I would think that Japan and Korea would represent the strongest challenges. Just recently the Taiwanese pitcher Cheng Kai-Wen signed with the Hanshin Tigers. In doing so he rejected offers from Major League teams. Yu Darvish has consistently stated that he has no intention of pitching in MLB. Don't expect things to change quickly but it has already started.

Certainly, the WBC is a creature of MLB but these things have a way of growing beyond their boundaries. The timing (every four years) is pure World Cup and this is how it's going to be viewed. You set up a tournament like this with an international participation and a four year cycle and you create a World Cup. It takes on a form of its own and this is how it's already perceived in Asia. No amount of marketing can change this perception because of the format. Other countries also perceive this event as on a similar plane.

You are also mistaken to think that the tournament dented the prestige of the USA by using a false separation of MLB and US baseball, and remember that the Venezuelan and Dominican Republic teams were packed with MLB players. No, MLB has taken a knock to its reputation as the best.

So why is the WBC in danger of running out of MLB's control? The answer is money - it is obviously lucrative particularly in Asia and so will continue. It also provides an entry into China, MLB's holy grail market. But here it has to compete with global sports like soccer and basketball. It has to go into China on the same level and thus rather has to accept that the WBC is the World Cup and the winners of the tournament are world champions. That is the only way it will have the status to compete with the other sports for the China market.

However, at some time other baseball nations are going to wake up to the fact that they could have more from this tournament and this is going to cause MLB problems. How does it deal with the issues? There are already demands for the final to be in Japan next time. If this happens then WBC is no longer an MLB vehicle.

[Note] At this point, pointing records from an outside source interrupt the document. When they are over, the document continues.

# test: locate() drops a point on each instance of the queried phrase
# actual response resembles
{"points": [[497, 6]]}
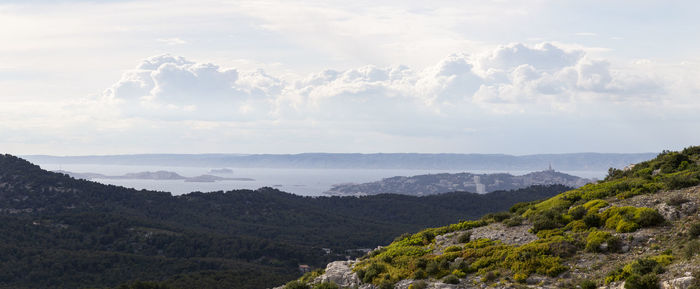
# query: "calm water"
{"points": [[305, 182]]}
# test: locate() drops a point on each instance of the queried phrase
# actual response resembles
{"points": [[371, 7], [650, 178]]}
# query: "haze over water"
{"points": [[305, 182]]}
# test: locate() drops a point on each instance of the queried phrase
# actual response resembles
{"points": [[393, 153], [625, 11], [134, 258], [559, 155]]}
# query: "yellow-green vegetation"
{"points": [[581, 219], [641, 273], [310, 276]]}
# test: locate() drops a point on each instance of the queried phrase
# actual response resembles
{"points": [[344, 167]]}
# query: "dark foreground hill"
{"points": [[59, 232], [637, 229]]}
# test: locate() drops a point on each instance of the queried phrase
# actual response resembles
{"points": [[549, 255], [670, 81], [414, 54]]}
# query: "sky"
{"points": [[514, 77]]}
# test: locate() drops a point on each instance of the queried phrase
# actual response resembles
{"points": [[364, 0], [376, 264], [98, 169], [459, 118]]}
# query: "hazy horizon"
{"points": [[277, 77]]}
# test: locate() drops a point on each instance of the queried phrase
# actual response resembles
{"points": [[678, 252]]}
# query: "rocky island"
{"points": [[422, 185]]}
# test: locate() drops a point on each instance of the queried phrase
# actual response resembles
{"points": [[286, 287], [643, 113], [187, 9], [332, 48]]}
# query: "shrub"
{"points": [[562, 249], [647, 281], [296, 285], [372, 271], [427, 237], [578, 212], [546, 221], [637, 268], [490, 276], [386, 284], [691, 248], [587, 284], [465, 237], [592, 220], [432, 268], [497, 217], [419, 274], [453, 248], [677, 200], [326, 285], [450, 279], [595, 239], [513, 221], [418, 285], [647, 217], [387, 259], [520, 277], [624, 226], [694, 230]]}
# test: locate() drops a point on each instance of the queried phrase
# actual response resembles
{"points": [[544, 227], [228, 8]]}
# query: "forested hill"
{"points": [[56, 231]]}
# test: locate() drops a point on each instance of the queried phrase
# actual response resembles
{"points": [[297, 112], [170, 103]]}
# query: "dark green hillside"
{"points": [[597, 234], [58, 232]]}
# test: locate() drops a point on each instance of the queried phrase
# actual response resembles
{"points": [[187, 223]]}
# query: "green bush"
{"points": [[490, 276], [647, 281], [296, 285], [386, 284], [647, 217], [592, 221], [326, 285], [418, 285], [419, 274], [450, 279], [677, 200], [694, 230], [453, 248], [587, 284], [464, 237], [371, 272], [691, 248], [513, 221], [578, 212], [595, 239]]}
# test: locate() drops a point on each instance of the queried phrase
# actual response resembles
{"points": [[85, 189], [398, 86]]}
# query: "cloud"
{"points": [[508, 79], [170, 87], [172, 41]]}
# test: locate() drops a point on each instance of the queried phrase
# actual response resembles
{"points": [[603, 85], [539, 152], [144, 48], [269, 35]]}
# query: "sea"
{"points": [[299, 181]]}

MLB has prided itself on being innovative but in fact this is an illusion. It is basically a conservative sport (which is not a bad thing as I have a lot of time for tradition) which has been adaptable enough to survive. But it is pricing itself out of the market and facing competition from other leisure activities. Unless you arrange a Yankees/Red Sox World Series most viewers will not tune in. It isn't the major sport in America but costs keep on increasing. It needs the global market and it needs China. To do that it has to adapt and become an international sport. As I mentioned before Selig hinted at compulsion to ensure that players were released for the next WBC. I have no idea whether he has the ability to make good on this comment but the fact that he can utter it means that some have thought seriously about the possiblity.

The owners may think that they can avoid WBC but this attitude is becoming short sighted. Once you globalise a sport the forces you release are enormous. These forces are quite capable of overwhelming even MLB resistance.
Re: WBC Injuries Risk that People Whine About?
[ Author: Guest: Pat | Posted: Apr 6, 2009 11:48 AM ]

- I wasn't apologizing;

No, I didn't think you were either. FYI, I walk around quoting Shakespeare for no reason at all. People think I'm nuts.

- ...you're set on your Ideas and cannot see anything else in an objective way, I can respect that and move on.

Interesting take on the exchange. I thought it was rather more the other way round - I feel my views are totally objective, looking at things in a realistic way, rather than clinging to some dreamy notion of how they ought to be. You don't agree with me, fine, but there's no need to get so bitter about it, using words like "ignorance" and "arrogance" to describe my views. I'm just trying to express my point of view. Obviously you don't agree. I do accept that. I've no problem with that at all. But as I said, I'm not about to call your views ignorant or arrogant. That's the difference.